La batalla de Stalingrado, la más cruenta del conflicto, constituyó el punto de inflexión sobre la decisión final de la contienda mundial. Los alemanes habían ganado hasta entonces todas las batallas; a partir de su derrota en la ciudad del Volga, Hitler las perdería todas.
El ejército alemán atacó lleno de confianza, pero ya en aquellos momentos, el jefe del Iº Ejército Blindado Alemán, el general Kleist, escribía en su Diario: “Frente a nosotros ningún enemigo; detrás, ningún suministro”. Falto de petróleo para sus panzersy cañones y de víveres para sus cientos de miles de hombres, necesitaba sobrepasar el enclave de Stalingrado para dirigirse a la conquista de los pozos petrolíferos del Cáucaso y las reservas de cereales de aquella región.
Hacia el 23 de agosto, mientras el general Chuikov, enviado por Stalin había ordenado defender cada metro de terreno y amenazaba con ejecutar de inmediato al ciudadano que se rindiese o abandonase la batalla, comenzaron los bombardeos aéreos alemanes combinados con el ensordecedor ruido de la cañonería y el tableteo de las ametralladoras. Unos días después, bajo la tempestad provocada por 2000 toneladas de bombas, Stalingrado estaba en llamas y sus calles anegadas por los escombros de los edificios reventados y cubiertas de cadáveres. Se luchaba casa por casa, ruina a ruina, de tejado a tejado.

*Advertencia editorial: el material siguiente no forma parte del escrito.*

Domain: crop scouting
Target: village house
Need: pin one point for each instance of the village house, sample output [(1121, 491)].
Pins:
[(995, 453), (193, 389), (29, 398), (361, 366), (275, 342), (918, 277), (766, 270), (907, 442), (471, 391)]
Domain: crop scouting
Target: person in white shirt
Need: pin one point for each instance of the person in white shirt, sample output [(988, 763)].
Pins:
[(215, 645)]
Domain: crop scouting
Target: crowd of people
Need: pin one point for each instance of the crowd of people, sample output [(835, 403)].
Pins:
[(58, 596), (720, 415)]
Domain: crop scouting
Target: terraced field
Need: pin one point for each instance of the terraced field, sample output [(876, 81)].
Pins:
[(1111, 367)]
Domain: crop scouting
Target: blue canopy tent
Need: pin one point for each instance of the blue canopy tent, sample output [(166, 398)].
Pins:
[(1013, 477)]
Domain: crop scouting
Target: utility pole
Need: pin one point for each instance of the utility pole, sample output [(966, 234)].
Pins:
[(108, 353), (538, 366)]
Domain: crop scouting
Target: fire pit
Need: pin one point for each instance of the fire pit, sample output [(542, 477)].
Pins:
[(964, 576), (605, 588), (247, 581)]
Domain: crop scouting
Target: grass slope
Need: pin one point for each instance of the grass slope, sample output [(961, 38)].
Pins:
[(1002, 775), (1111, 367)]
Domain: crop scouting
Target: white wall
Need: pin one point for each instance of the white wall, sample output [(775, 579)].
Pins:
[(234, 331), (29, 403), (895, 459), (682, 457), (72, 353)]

Vasili Ignatiev era un francotirador. Sus escasos 20 años no le impedían su febril entrega a la causa de su pueblo ni sus actos de heroísmo. Se jugaba la vida culebreando bajo la metralla. Se arrastraba para desenrrollar las bobinas de cable que producían las explosiones y tenía una vista privilegiada y una puntería infalible al disparar el fusil. Irina Petrova formabuua parte de un grupo de jóvenes mujeres que sorteaban el fuego cruzado de los alemanes para llevar a los francotiradores comida y munición.
El amor entre ellos surgió como un flechazo. Los momentos cumbres llegaban en las noches, cuando la luz de la luna alumbraba las crestas de los montes cercanos y la magia del silencio, apenas rota, les brindaba la ocasión de intercambiar confidencias. Se amaban acurrucados en el fondo húmedo de alguna zanja para que ni sus voces apagadas ni el brillo de sus cigarros delataran su posición.
En los primeros días de febrero, mientras el mariscal Von Paulus, hundido moralmente por la resistencia de la ciudad, el frío reinante y la falta de alimentos, tomaba la decisión de rendirse y capitular, una bala perdida acabó con la vida de Vasili Ignatiev, uno más de los 40.000 rusos que perdieron la vida en la sangrienta batalla por el dominio de la ciudad.

H.W. Balwin, corresponsal del New York Times, escribiría poco después : ” Stalingrado representó el mejor ejemplo de la inhumanidad del hombre para con el hombre, el sitio de una carnicería espantosa, un sacrificio deliberado e innecesario de vidas humanas, el lugar del fiero patriotismo y de las abrasadoras lealtades, una ciudad que vivirá para siempre, como Troya, en las lágrimas y leyendas de los pueblos”.